Overall, it should be noted that the fFBreg shows a predictive accuracy that is comparable to the one provided by the NP model, only sometimes being slightly worse. However, the tiny advantage in terms of prediction provided by a non parametric method comes with a great cost in terms of interpretability of the regression function.

Finally, it is worth noting that similar findings would have been found using alternative prediction measures such as the root mean square predictive error (MSPE) [that is the root square of the numerator of (7)], or its relative counterpart, that is the root of the MSPE divided by the sample deviance.

Table 6 Predictive accuracy of the competing models based on LOO-CV for the NeoSpectra and SCiO samples

6 Concluding remarks

The fFBreg model is proposed to simultaneously handle a bounded response and a functional covariate in a regression framework. The estimation issue is performed according to a Bayesian rationale. Moreover, a bases representation strategy is adopted to operationalise the linear specification of the conditional mean of the response. This approach presents the problem of determining how many and which real coefficients are significant in the regression model. The adopted solution takes advantage of a Bayesian variable selection strategy, consistent with the Bayesian approach, that exploits spike-and-slab priors. Several Monte Carlo studies enabled the comparison between the proposed fFBreg model and a more standard fBreg one, as well as the inspection of the goodness of the estimates. The Metropolis within Gibbs sampling algorithm behaves well in all configurations, leading to chains that fulfill the convergence checks. Moreover, the fFBreg model shows a satisfactory behaviour in all the considered scenarios. Specifically, when the response generating mechanism is of beta-type, the fFBreg has a similar fit than the fBreg model. Conversely, when the response generating mechanism is of mixture-type, with groups that are from moderately to highly separated, the fFBreg model outperforms the fBreg one. Therefore, it emerges that the fFBreg model should always be the preferred, despite being more complex, even when the response does not show some typical features such as heavy tails and/or multimodality.

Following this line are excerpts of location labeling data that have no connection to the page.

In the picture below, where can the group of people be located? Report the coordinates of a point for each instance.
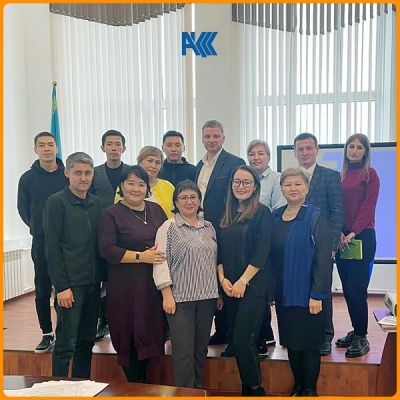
(136, 250)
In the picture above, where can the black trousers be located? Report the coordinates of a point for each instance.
(355, 276)
(327, 306)
(245, 316)
(76, 332)
(42, 284)
(266, 332)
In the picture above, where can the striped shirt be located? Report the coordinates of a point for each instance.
(191, 264)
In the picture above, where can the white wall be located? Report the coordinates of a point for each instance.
(27, 99)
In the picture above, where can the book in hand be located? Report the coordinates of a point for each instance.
(353, 251)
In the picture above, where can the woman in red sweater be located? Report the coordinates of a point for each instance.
(360, 186)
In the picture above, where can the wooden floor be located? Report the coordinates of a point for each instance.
(21, 334)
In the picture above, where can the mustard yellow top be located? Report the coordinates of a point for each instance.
(161, 193)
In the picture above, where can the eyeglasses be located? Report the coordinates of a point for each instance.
(185, 199)
(246, 183)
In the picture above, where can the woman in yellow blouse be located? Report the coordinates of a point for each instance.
(150, 158)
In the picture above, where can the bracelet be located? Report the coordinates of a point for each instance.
(244, 281)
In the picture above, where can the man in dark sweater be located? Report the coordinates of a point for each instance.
(175, 167)
(70, 221)
(325, 192)
(45, 177)
(104, 184)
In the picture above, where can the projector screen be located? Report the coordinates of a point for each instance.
(383, 159)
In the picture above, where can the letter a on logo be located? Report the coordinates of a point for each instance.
(189, 42)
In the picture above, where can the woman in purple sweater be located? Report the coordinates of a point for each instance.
(360, 186)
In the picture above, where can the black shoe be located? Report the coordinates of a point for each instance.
(256, 392)
(217, 339)
(310, 392)
(46, 344)
(296, 391)
(346, 340)
(325, 349)
(102, 332)
(229, 351)
(262, 351)
(358, 348)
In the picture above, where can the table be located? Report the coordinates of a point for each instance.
(386, 385)
(114, 389)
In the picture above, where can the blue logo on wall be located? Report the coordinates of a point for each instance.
(202, 46)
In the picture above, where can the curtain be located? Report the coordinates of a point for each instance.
(114, 14)
(125, 77)
(327, 69)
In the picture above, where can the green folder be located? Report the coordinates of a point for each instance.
(353, 252)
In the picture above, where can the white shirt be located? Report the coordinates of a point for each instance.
(311, 170)
(205, 173)
(270, 191)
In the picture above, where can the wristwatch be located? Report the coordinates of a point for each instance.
(244, 281)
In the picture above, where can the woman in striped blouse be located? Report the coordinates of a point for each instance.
(188, 283)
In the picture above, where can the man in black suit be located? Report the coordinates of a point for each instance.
(213, 173)
(325, 192)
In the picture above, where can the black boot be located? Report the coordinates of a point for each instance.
(310, 392)
(256, 392)
(296, 391)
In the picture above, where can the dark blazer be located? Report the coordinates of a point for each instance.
(326, 193)
(215, 197)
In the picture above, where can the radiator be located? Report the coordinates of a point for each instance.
(13, 277)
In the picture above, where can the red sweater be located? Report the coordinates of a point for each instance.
(359, 199)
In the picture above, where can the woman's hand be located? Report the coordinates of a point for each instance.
(315, 306)
(341, 243)
(238, 289)
(227, 287)
(349, 238)
(65, 298)
(169, 304)
(151, 256)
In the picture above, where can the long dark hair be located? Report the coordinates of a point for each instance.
(366, 160)
(250, 205)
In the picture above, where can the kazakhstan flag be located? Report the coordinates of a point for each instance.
(55, 125)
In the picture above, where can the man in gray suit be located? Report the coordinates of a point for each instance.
(213, 177)
(325, 192)
(104, 185)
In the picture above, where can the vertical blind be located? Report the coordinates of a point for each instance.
(328, 69)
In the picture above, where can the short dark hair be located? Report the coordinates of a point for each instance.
(78, 157)
(187, 184)
(173, 134)
(112, 132)
(140, 173)
(43, 134)
(213, 123)
(304, 136)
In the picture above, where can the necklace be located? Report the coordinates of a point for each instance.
(143, 220)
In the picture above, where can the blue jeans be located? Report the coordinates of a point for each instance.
(76, 332)
(42, 285)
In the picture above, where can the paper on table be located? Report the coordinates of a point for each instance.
(388, 320)
(60, 389)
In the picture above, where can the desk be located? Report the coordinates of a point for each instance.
(386, 385)
(114, 389)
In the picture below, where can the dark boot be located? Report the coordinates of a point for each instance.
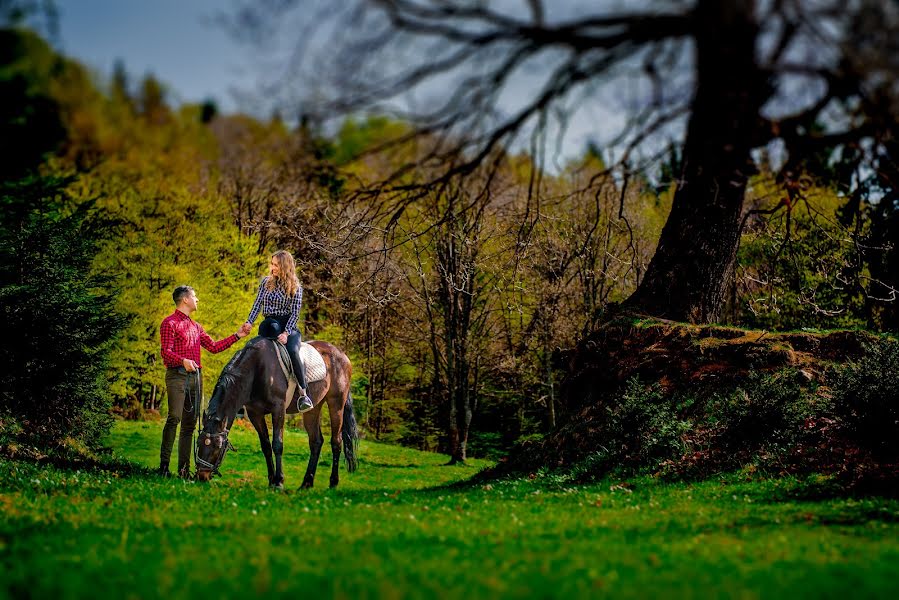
(293, 349)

Finally, the proposed regression model is applied to a real spectrometric example that also motivated the work. Interestingly, the observations from the simulation studies find full application in the example. Indeed, in the SCiO sample the left heavy tail observed in the response is fully explained by the functional covariate, and hence the fFBreg and fBreg perform similarly and very well both in terms of fit and prediction accuracy [these results remind of case (1) of simulation study]. Conversely, in the NeoSpectra sample the latent mixture structure of the bounded response is not entirely explained by the functional covariate. As a result, the fBreg performs poorly, whereas the special mixture structure of the fFBreg model proves to be essential in the goodness of fit of the model [these results resemble case (3) of simulation study].

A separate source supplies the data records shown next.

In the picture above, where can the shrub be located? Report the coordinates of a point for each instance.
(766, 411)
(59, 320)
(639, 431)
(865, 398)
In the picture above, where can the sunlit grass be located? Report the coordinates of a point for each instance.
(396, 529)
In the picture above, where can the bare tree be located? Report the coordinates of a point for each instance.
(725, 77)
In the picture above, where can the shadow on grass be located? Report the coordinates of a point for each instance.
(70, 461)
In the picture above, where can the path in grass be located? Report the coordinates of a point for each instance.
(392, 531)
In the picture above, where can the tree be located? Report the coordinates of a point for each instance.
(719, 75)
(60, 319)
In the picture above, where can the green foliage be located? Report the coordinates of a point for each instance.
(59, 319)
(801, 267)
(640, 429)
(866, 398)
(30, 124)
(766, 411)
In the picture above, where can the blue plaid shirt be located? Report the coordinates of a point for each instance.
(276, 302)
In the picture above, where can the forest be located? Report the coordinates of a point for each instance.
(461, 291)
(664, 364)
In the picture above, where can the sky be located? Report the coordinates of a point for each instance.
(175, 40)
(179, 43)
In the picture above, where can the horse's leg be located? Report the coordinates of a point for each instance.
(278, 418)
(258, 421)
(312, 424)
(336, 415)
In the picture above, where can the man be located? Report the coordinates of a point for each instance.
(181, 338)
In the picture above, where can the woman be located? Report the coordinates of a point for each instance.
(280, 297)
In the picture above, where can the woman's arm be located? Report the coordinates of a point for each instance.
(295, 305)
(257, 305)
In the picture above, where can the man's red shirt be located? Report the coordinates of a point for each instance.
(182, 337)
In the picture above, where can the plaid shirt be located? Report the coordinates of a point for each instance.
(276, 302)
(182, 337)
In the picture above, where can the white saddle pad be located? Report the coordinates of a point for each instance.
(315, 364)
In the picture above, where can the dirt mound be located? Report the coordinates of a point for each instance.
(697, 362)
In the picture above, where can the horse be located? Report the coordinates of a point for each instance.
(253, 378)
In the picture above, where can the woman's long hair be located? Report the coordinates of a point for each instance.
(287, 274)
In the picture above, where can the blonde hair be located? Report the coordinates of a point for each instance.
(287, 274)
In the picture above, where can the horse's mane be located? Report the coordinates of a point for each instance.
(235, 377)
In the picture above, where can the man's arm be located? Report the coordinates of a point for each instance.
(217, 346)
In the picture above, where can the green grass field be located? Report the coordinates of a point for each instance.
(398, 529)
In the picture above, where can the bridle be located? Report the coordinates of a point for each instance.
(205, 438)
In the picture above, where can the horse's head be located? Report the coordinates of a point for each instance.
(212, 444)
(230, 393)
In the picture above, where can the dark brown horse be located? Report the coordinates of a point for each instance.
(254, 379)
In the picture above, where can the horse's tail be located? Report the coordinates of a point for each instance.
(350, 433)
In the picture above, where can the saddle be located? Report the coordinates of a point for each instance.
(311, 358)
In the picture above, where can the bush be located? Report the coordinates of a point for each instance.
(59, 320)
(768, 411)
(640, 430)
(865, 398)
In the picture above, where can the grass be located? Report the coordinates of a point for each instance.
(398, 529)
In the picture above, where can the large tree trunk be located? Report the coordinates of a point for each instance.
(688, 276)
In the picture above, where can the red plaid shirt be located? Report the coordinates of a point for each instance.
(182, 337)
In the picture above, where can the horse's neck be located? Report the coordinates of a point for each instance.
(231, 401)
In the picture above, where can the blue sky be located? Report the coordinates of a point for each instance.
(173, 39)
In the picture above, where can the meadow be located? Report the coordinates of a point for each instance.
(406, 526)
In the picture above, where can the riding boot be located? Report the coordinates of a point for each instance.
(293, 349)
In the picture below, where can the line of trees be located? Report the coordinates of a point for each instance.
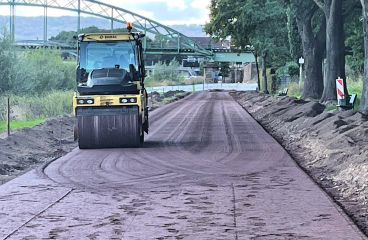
(284, 30)
(33, 72)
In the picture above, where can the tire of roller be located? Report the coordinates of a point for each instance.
(109, 131)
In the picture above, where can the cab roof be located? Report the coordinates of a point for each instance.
(107, 36)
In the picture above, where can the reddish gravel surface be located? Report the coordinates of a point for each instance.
(208, 170)
(331, 146)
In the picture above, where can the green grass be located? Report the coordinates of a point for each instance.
(19, 124)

It is worth noting that a generic mixture of beta distributions, despite being potentially more flexible than the FB one, would not be identifiable, thus resulting in severe computational issues.

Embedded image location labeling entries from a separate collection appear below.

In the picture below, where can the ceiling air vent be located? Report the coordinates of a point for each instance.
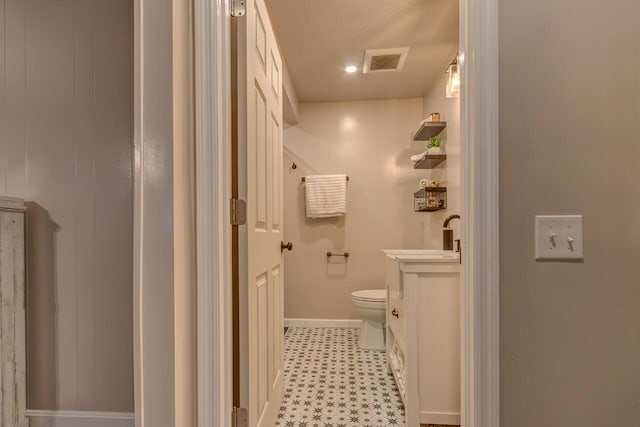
(379, 60)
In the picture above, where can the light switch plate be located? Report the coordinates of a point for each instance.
(558, 237)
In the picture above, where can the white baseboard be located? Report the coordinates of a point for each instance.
(440, 418)
(323, 323)
(38, 418)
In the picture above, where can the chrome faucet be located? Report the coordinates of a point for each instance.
(447, 234)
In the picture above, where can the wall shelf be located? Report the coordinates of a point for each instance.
(430, 161)
(429, 129)
(430, 199)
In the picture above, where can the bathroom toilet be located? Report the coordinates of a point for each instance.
(370, 305)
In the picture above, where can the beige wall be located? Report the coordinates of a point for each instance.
(66, 147)
(448, 172)
(371, 141)
(570, 143)
(184, 216)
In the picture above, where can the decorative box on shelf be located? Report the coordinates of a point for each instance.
(430, 199)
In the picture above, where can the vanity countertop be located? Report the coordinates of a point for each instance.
(422, 255)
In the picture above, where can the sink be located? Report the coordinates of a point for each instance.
(420, 255)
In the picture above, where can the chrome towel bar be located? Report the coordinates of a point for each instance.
(330, 254)
(305, 179)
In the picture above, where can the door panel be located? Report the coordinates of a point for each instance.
(259, 112)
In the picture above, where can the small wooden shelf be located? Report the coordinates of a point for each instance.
(430, 161)
(429, 129)
(430, 199)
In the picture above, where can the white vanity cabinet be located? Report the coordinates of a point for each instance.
(423, 333)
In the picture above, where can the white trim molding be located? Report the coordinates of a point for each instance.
(480, 182)
(213, 191)
(40, 418)
(323, 323)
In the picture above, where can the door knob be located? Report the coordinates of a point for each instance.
(288, 246)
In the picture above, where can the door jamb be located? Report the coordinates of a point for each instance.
(480, 276)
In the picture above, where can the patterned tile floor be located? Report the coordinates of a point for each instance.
(331, 382)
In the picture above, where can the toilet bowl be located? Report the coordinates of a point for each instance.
(370, 306)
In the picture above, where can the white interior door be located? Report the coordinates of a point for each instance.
(259, 108)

The introduced model can be extended in different manners. One of the most interesting contemplates the possibility of using more real and/or functional covariates (e.g. one could consider the raw functional data and at the same time some of its derivatives). This type of extension can be managed by carefully redefining the covariates space that would leads to a change in the definition of the internal product appearing in (2) as well as the covariance operator and the associated principal components.